The ban of all child labour up to the age of 14 years in the new Child Labour Bill approved by Rajya Sabha is a big step forward. However, it carries a proviso that children will be allowed to support their families in home-based work, in fields and forest gathering, during vacations and after school hours. This provision defeats the purpose of the ban, and amounts to taking one step forward and two steps back.

A lot of India’s industry – manufacturing,food packaging, garment, leather, and several others, function by outsourcing work to home-based units, which do not qualify as factories, are paid based on the number of units produced, are unorganizsd and do not have give their workers any protection. In India, the definition of family is vague – anyone is an uncle, aunt, niece or nephew, and there is no system to monitor or protect children from being abused or exploited.

Behind closed doors

Many of us who work in communities with families are often told by parents, “Woh chacha ke saath kaam sikne chala gaya." The child has gone to learn a skill with his uncle. We know that these are not happy families in cheery sunlit rooms working together to augment their income. They, in fact, are far away from home, dark, small, unventilated spaces where children are crouched, for hours together, often working with implements and materials that are very harmful to them. These so-called uncles are agents, nothing less than traffickers, or employers.

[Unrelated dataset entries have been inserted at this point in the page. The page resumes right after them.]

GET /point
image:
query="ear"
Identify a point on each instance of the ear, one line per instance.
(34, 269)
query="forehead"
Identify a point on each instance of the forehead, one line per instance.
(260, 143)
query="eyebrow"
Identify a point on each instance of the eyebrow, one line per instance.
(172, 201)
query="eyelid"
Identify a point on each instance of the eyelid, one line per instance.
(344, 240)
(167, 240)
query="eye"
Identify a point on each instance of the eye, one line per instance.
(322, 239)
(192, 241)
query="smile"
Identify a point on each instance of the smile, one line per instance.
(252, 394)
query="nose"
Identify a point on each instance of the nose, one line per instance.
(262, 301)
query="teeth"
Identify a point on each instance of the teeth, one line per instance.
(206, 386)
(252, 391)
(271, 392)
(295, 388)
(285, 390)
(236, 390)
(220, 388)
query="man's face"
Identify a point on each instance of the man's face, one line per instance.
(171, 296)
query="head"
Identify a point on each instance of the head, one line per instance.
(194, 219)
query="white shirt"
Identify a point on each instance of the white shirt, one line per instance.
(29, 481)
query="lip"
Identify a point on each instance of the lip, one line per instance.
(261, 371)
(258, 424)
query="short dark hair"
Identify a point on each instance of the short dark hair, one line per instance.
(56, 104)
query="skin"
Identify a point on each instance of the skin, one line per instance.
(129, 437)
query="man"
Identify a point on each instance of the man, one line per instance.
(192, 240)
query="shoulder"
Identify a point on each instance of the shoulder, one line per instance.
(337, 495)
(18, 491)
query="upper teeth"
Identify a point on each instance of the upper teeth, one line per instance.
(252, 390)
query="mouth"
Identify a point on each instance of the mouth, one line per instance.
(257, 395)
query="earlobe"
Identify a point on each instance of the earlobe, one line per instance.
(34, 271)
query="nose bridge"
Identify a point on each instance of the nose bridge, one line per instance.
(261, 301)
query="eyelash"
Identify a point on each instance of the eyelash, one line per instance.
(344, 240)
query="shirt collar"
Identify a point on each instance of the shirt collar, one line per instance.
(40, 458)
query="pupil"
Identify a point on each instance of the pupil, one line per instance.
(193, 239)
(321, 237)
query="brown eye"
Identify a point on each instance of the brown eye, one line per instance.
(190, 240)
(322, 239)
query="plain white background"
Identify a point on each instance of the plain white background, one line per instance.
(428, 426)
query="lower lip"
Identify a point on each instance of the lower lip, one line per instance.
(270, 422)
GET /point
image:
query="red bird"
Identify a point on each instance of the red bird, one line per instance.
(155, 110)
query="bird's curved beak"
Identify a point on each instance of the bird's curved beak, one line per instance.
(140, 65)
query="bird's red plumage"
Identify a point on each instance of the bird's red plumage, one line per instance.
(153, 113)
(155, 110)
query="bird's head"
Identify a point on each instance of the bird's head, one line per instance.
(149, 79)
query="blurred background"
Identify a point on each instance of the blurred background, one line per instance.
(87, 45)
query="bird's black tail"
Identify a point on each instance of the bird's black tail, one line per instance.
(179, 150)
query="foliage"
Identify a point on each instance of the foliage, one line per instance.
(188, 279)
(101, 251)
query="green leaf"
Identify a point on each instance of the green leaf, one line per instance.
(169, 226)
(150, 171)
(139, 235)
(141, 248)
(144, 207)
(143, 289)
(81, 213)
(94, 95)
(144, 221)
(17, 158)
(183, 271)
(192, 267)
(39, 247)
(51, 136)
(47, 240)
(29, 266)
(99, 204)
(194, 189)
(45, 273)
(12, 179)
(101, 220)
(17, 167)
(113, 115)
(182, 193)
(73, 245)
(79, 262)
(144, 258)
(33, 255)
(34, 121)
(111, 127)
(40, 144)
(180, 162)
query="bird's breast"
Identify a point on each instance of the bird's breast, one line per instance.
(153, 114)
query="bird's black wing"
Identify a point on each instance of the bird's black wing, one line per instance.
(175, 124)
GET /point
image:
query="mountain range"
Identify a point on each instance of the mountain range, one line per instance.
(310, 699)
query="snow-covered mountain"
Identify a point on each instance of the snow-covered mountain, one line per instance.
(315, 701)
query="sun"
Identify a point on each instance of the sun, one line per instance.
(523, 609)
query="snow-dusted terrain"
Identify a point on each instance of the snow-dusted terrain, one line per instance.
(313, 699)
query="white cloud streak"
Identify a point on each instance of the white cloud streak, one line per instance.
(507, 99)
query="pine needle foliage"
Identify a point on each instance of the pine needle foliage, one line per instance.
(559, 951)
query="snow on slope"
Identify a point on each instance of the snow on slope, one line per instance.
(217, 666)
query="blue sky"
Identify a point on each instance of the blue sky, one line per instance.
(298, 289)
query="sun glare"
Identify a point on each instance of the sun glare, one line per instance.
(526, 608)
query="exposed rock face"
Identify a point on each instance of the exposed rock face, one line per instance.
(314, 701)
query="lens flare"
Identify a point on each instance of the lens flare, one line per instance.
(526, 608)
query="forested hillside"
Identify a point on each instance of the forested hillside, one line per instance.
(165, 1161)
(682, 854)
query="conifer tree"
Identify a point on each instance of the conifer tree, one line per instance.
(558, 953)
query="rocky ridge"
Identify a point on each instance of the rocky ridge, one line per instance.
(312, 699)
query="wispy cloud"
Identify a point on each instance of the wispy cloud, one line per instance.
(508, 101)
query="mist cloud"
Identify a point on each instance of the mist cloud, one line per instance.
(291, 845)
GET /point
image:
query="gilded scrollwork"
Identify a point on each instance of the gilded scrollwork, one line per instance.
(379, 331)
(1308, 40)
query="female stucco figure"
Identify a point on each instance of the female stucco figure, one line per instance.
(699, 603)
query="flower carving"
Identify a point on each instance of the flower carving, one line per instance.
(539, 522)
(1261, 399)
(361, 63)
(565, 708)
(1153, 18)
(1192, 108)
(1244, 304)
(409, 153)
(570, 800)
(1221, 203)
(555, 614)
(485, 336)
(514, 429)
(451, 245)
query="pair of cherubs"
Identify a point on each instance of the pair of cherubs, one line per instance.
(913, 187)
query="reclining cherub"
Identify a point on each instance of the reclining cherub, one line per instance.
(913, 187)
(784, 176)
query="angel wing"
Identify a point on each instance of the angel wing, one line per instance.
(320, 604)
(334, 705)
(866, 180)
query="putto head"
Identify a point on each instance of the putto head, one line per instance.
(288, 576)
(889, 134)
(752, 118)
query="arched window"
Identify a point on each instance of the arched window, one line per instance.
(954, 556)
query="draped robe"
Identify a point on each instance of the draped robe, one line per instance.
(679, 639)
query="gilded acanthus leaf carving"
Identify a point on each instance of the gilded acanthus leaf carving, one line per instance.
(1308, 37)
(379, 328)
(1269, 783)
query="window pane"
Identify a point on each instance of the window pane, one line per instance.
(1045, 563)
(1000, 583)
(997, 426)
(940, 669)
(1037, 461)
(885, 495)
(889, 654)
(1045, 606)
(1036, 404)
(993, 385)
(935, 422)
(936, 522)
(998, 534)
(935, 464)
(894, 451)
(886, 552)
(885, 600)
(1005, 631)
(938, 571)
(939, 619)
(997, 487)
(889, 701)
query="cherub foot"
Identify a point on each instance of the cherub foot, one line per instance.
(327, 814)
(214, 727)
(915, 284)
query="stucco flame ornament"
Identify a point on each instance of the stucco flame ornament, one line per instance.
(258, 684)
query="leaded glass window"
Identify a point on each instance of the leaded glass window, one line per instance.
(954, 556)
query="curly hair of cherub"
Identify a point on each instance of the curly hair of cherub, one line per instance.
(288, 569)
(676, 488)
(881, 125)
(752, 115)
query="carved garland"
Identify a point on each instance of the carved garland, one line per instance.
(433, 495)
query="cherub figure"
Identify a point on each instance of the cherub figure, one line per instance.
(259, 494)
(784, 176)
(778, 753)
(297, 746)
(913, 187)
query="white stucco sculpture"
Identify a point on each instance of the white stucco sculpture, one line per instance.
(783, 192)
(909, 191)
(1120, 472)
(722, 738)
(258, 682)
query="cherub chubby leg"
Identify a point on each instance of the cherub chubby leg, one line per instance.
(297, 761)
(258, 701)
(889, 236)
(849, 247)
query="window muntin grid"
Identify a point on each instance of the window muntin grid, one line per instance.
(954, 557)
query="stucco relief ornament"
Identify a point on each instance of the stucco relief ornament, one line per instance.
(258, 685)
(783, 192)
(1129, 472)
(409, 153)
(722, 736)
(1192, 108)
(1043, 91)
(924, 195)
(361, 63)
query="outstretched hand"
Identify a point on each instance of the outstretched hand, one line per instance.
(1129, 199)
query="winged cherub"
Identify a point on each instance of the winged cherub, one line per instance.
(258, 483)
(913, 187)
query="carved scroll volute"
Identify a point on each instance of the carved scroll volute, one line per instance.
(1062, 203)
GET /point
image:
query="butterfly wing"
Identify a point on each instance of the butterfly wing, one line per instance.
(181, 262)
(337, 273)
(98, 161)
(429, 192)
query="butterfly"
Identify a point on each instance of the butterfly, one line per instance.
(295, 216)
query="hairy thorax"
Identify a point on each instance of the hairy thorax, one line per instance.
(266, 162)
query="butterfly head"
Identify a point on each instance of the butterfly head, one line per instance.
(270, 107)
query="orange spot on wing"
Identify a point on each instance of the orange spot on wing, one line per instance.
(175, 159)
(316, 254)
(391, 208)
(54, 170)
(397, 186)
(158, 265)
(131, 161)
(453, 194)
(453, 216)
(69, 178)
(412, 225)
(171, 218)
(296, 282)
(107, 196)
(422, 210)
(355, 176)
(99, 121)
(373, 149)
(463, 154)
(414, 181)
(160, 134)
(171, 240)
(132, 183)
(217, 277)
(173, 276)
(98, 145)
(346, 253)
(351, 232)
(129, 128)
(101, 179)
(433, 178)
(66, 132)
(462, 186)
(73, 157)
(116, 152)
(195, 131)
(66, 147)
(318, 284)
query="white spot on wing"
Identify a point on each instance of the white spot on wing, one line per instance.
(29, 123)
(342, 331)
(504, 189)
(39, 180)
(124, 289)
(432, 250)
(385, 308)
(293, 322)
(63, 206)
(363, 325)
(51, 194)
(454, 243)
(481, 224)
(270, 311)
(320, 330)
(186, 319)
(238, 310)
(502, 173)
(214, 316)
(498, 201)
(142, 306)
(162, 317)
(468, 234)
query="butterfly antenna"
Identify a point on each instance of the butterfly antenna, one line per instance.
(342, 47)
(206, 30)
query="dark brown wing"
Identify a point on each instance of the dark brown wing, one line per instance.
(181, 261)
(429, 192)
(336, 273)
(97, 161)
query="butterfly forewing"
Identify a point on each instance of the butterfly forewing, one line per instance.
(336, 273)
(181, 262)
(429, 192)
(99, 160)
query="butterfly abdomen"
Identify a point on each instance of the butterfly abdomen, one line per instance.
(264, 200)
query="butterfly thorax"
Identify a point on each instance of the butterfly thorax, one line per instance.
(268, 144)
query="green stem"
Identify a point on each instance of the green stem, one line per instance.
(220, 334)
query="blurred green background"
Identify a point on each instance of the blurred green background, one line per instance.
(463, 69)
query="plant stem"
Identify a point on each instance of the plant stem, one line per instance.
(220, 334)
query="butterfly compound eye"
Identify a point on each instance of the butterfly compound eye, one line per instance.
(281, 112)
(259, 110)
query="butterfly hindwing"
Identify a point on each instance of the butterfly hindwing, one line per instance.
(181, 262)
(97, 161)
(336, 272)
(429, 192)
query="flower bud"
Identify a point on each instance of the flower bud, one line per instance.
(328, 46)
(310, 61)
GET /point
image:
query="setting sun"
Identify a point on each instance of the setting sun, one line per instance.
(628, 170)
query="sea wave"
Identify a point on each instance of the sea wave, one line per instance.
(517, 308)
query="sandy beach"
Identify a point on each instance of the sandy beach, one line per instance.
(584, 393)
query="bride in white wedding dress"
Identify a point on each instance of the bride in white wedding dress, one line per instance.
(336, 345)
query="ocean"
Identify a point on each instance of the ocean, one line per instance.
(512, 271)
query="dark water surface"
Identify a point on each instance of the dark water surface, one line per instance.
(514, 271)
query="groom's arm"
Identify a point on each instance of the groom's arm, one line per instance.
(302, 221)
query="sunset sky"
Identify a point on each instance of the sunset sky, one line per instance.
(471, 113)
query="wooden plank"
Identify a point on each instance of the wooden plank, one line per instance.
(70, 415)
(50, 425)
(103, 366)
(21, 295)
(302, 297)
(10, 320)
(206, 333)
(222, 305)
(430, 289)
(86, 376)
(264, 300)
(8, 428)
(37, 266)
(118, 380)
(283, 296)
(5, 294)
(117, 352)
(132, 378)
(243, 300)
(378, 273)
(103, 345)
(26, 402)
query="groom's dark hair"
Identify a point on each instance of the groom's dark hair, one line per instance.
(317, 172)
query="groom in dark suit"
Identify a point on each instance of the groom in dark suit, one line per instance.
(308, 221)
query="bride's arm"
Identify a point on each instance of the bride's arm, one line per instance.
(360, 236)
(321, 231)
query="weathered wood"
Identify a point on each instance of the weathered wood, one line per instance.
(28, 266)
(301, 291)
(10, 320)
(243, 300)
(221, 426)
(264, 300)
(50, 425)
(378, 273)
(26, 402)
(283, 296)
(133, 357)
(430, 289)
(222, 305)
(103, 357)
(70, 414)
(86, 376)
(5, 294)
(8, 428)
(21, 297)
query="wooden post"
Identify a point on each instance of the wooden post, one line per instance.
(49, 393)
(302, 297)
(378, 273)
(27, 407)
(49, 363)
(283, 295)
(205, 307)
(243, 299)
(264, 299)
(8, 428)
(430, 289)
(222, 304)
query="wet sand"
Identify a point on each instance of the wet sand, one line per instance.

In rural India, it is common that children take weeks and months off school to help parents in their own fields, as well as work in other’s fields during the harvest seasons. The low quality of education, in any case, demotivates parents who feel it is better if their children work and it has taken year of efforts by government and civil society to motivate parents to keep children in school and off the fields. Still, in many places attendance drops substantially at certain times of the year. It is also known that children come to school, are marked present, eat the free mid-day meal and leave. The Bill will only dilute efforts to keep children in school.

The Bill also defines adolescents as those between 14 and 18 years of age. The amendment allows them to work in certain “non-hazardous” occupations. However, the list of professions considered hazardous has reduced substantially in comparison to those comprehensively outlined in the 1986 Act.

Taking a step back

The new Bill will make it harder to gain access into private homes to identify children who are being exploited under the garb of helping and tougher prove that children are not paid. It also has fewer types of employment that will be considered to be hazardous to children and makes it overall more difficult to rescue children and prosecute employers.

This can have many consequences in a country that has been struggling to put an end to child labour and where, according to official figures, 10 million children are engaged in some form of work. A provision allowing children to work at home will only push this figure up.

To prevent this from happening, the government should take the following steps before enacting the Bill:

  • Remove the provision allowing children to help in family enterprises and home-based activities.
  • Develop an exhaustive list of hazardous occupations including as many occupations as possible and institute a system to review and modify the same regularly, to include more occupations as they emerge.      
  • Consider revision of Article 24 of the Constitution of India, and review the identification of only those children under 14 as child labourers, as well as the revision of the Right to Free and Compulsory Education Act, to make education free and compulsory until class 10 at the minimum.
  • Precede any amendment by: a comprehensive review the implementation of the current child labour law based on experiences of children, government machinery involved in responding to cases, and practitioners working in the ground; appropriate investments in infrastructure, human resources, and services for prevention, monitoring, rescue and rehabilitation of exploited children.
  • Include curriculum in all schools on traditional arts, skills, and occupations, give all children in all schools an opportunity to learn and preserve the same, and also include the use of technology, e-commerce, to increase productivity and market access in the curriculum.

Nicole Rangel Menezes is the co-founder of Leher, a child-rights organisation.